Chain of Thought

Chain of Thought

A prompting technique that improves accuracy on complex tasks by having the LLM explicitly generate intermediate reasoning steps.

What is Chain of Thought

Chain of Thought (CoT) is a prompting technique that improves accuracy on complex tasks by explicitly having an LLM generate intermediate reasoning steps.

Understanding Through a Concrete Example

For a problem such as "There are 3 apples and 5 oranges. What is the total?", instead of having the LLM answer "8" directly, it is guided to output the intermediate process: "3 apples + 5 oranges = 8." The difference is hard to notice with simple addition, but accuracy improves significantly for problems involving multi-step reasoning or conditional branching—such as determining whether legal requirements are satisfied.

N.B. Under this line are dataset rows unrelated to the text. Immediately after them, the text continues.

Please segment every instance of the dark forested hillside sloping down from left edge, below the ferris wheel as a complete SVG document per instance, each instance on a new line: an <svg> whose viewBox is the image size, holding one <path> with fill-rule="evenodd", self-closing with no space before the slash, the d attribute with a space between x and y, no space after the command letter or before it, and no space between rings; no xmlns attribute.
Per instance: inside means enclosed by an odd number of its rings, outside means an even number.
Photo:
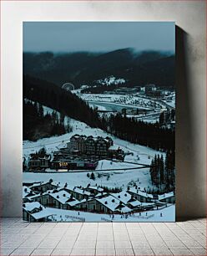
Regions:
<svg viewBox="0 0 207 256"><path fill-rule="evenodd" d="M23 97L38 101L63 115L85 122L91 127L99 127L98 113L87 103L56 84L29 76L23 77Z"/></svg>

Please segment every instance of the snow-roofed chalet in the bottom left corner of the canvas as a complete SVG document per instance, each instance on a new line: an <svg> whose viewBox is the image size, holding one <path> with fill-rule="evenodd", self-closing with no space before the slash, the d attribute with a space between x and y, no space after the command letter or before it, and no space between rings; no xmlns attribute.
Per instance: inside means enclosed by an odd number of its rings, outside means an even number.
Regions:
<svg viewBox="0 0 207 256"><path fill-rule="evenodd" d="M23 220L28 222L48 222L53 216L39 202L23 203Z"/></svg>

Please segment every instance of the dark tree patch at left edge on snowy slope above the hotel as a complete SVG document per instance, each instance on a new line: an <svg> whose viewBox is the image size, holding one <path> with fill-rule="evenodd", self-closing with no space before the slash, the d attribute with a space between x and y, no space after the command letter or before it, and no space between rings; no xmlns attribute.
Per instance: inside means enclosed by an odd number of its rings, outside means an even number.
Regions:
<svg viewBox="0 0 207 256"><path fill-rule="evenodd" d="M69 126L66 129L63 122L63 115L59 118L55 111L44 115L43 105L23 100L23 140L37 141L72 131Z"/></svg>

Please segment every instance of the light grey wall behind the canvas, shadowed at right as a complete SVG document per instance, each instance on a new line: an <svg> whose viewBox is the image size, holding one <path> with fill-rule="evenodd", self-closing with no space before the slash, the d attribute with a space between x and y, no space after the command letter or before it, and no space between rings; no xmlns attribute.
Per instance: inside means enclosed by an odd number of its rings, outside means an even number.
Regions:
<svg viewBox="0 0 207 256"><path fill-rule="evenodd" d="M30 2L30 1L29 1ZM175 21L177 35L178 217L205 215L204 1L2 3L2 215L22 214L22 22L26 20Z"/></svg>

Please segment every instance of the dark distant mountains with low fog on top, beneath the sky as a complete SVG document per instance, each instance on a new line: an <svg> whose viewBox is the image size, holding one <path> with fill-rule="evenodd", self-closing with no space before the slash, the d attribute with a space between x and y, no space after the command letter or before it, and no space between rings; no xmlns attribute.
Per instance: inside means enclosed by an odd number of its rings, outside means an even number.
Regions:
<svg viewBox="0 0 207 256"><path fill-rule="evenodd" d="M174 54L166 51L136 51L131 48L105 53L23 53L23 74L75 88L109 76L123 78L126 86L157 84L174 87Z"/></svg>

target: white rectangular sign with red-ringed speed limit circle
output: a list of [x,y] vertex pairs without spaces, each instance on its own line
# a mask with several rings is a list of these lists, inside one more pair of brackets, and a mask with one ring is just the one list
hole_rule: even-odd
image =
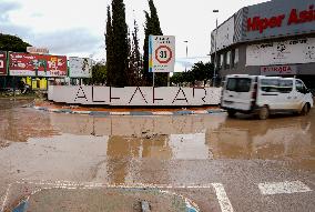
[[175,37],[149,37],[149,71],[174,72],[175,64]]

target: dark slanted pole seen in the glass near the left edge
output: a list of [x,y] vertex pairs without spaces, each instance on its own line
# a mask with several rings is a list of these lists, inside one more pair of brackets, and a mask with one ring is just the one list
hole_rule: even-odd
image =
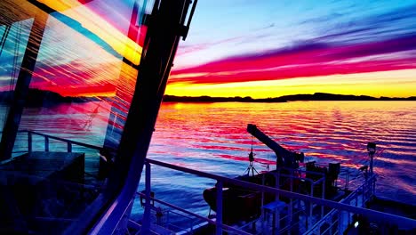
[[29,84],[32,79],[33,70],[35,69],[37,54],[42,43],[47,20],[48,15],[39,10],[33,21],[33,26],[28,36],[28,45],[23,55],[23,60],[21,61],[21,68],[13,93],[12,105],[4,123],[2,142],[0,142],[0,160],[12,158],[14,142],[18,134],[25,102],[28,99]]

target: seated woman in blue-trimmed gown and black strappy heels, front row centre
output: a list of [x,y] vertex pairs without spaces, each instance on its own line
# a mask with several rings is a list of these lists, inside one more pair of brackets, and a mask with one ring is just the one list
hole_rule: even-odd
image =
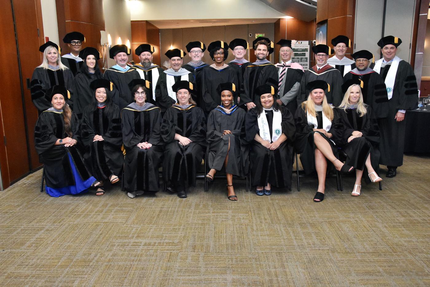
[[245,140],[245,110],[233,103],[236,93],[234,83],[221,83],[218,94],[221,105],[212,110],[208,117],[206,141],[208,147],[209,173],[206,179],[212,182],[215,173],[225,167],[228,199],[236,201],[233,189],[233,175],[244,177],[248,172],[249,147]]

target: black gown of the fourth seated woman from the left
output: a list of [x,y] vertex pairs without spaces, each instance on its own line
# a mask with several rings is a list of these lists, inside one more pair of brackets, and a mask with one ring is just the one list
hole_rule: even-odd
[[[179,145],[175,133],[192,142]],[[195,105],[183,109],[173,105],[167,109],[161,124],[161,136],[166,143],[163,178],[168,182],[196,185],[196,173],[206,148],[206,120],[201,108]]]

Simply adding "Please think step by step" to a prompt can be effective. This is called Zero-shot CoT.

Relationship with Reasoning Models

Reasoning models are designed with CoT built into the model itself, automatically generating a chain of thought without any prompting. On the other hand, CoT can also be elicited from standard LLMs through prompt engineering, so the practical approach is to first try it on the prompt side, and switch to a reasoning model if the accuracy is insufficient.

One important caveat: CoT increases the number of output tokens, which raises costs. Rather than applying it to all requests, the smart operational approach is to limit its use to queries where accuracy is critical.